The oils need to be oils that I can get in the grocery store.

Also, I found a recipe with vegatable shortning. Would that make the soap greasy?


----------



## Deda (Sep 23, 2008)

It may not be the very best soap in the world, but, plain ole Crisco is a great way to learn about trace, scent and mixing.  

It's cheap, readily available and easy to work with.  

I recently started using it again when I want to test a new scent.

Good luck!


----------



## SundownWaterfowl (Sep 23, 2008)

Is it greasy though?

Do you have a simple recipe for using it?


----------



## Deda (Sep 23, 2008)

not greasy at all!

You can run it through a soap calc, like this or this.

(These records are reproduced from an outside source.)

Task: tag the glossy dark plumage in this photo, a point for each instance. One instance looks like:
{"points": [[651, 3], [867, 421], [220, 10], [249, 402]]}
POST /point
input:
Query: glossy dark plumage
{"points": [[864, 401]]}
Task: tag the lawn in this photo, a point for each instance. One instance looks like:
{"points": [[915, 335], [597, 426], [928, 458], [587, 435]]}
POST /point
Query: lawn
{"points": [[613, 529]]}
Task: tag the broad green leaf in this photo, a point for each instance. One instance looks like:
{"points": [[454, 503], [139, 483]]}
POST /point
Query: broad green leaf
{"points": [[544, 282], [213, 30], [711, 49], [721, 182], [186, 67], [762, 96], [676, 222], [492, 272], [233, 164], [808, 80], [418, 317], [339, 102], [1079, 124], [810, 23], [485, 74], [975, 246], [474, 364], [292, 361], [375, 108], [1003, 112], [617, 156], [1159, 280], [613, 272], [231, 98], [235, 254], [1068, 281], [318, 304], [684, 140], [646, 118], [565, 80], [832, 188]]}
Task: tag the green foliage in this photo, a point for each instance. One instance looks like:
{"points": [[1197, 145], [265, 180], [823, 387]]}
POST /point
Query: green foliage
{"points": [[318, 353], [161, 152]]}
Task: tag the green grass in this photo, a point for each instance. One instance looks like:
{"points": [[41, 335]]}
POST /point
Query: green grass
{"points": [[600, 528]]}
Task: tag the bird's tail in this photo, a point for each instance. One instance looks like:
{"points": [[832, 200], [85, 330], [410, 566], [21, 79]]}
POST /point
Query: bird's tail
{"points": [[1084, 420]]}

A simple Crisco recipe for 1 lb at 6% superfat/lye discount would be:
1lb Crisco
6oz water
*58g lye 
**FO/EO at .7oz 


*I like to measure lye in grams, but if you only have a standard scale use 2oz.

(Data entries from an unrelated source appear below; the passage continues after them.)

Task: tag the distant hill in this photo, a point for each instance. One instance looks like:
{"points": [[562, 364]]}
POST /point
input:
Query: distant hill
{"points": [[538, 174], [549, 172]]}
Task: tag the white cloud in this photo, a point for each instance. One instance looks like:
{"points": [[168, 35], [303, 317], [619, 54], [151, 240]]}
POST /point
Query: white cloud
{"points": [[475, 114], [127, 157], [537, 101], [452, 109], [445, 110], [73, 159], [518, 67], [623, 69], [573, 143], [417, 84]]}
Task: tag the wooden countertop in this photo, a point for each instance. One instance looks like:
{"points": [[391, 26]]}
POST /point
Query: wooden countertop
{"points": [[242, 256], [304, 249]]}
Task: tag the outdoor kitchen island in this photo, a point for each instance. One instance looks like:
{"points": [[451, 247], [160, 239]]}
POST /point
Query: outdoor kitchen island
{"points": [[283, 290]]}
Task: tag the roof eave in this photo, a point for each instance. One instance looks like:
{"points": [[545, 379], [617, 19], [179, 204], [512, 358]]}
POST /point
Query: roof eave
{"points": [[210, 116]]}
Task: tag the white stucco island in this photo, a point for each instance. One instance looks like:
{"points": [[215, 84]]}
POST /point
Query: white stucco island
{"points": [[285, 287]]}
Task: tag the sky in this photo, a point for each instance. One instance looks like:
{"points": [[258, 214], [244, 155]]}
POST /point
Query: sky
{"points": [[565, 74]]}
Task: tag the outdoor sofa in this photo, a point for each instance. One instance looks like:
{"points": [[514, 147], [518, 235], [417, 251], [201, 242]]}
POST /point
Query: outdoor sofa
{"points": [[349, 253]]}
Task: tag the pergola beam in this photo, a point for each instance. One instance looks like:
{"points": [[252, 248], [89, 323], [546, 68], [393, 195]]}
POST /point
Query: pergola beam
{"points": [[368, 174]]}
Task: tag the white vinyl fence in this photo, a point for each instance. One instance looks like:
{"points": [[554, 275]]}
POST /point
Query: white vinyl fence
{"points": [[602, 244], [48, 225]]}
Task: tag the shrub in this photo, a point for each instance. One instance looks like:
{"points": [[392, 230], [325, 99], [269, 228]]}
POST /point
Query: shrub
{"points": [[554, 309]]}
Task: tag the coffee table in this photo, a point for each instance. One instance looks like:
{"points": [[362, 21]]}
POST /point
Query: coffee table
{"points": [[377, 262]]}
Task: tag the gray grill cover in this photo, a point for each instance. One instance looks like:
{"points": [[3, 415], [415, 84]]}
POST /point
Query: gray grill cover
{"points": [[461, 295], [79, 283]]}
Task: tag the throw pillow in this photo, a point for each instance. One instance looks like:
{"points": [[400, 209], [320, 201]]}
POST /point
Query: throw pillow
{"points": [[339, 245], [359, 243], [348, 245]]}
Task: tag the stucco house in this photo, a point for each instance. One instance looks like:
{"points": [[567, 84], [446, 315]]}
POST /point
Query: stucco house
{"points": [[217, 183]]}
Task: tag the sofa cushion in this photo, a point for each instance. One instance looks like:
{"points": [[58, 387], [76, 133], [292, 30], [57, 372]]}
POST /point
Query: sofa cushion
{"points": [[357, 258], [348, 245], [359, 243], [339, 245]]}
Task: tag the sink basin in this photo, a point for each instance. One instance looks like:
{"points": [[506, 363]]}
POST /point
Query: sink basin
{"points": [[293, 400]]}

**.7oz per pound of oil is a starting place - as you get a few more batches under your belt you will develop a preference.

Don't forget - take pictures!  and have fun!


----------



## busymammaof3 (Dec 14, 2008)

*2 Oil Formula....Very Very Easy!*

Very good advice. Or Lard. Here in south texas, you can buy lard very cheap in big buckets! Olive oil is gong to cost you a little more...but is also readily available at the grocery store...as is coconut oil. 

I ran a basic recipe through The Soapmaker Program...I have on my laptop...here is what I came up with.

Olive Oil 16 fl. oz (46.83%)
Coconut Oil 18 fl. oz (53.20%)
Distilled Water 11.96 fl oz
Lye 5.03 oz

According to the bar graph that shows the probable charachterisitics of the formula...it will be a very hard bar, with good lather. If you combine these with lard/tallow...the lathering will decrease some. But it is a cheap oil to use.

Hope that helps!


----------



## heartsong (Dec 14, 2008)

*s*

hi there!

i believe soapmaker man's walmart soap recipe is in our soap recipe and tutorial forum.  these are all readily available ingedients you can get in walmart.

(i wish he'd post a "sticky" for this recipe cause i can never find it!)


----------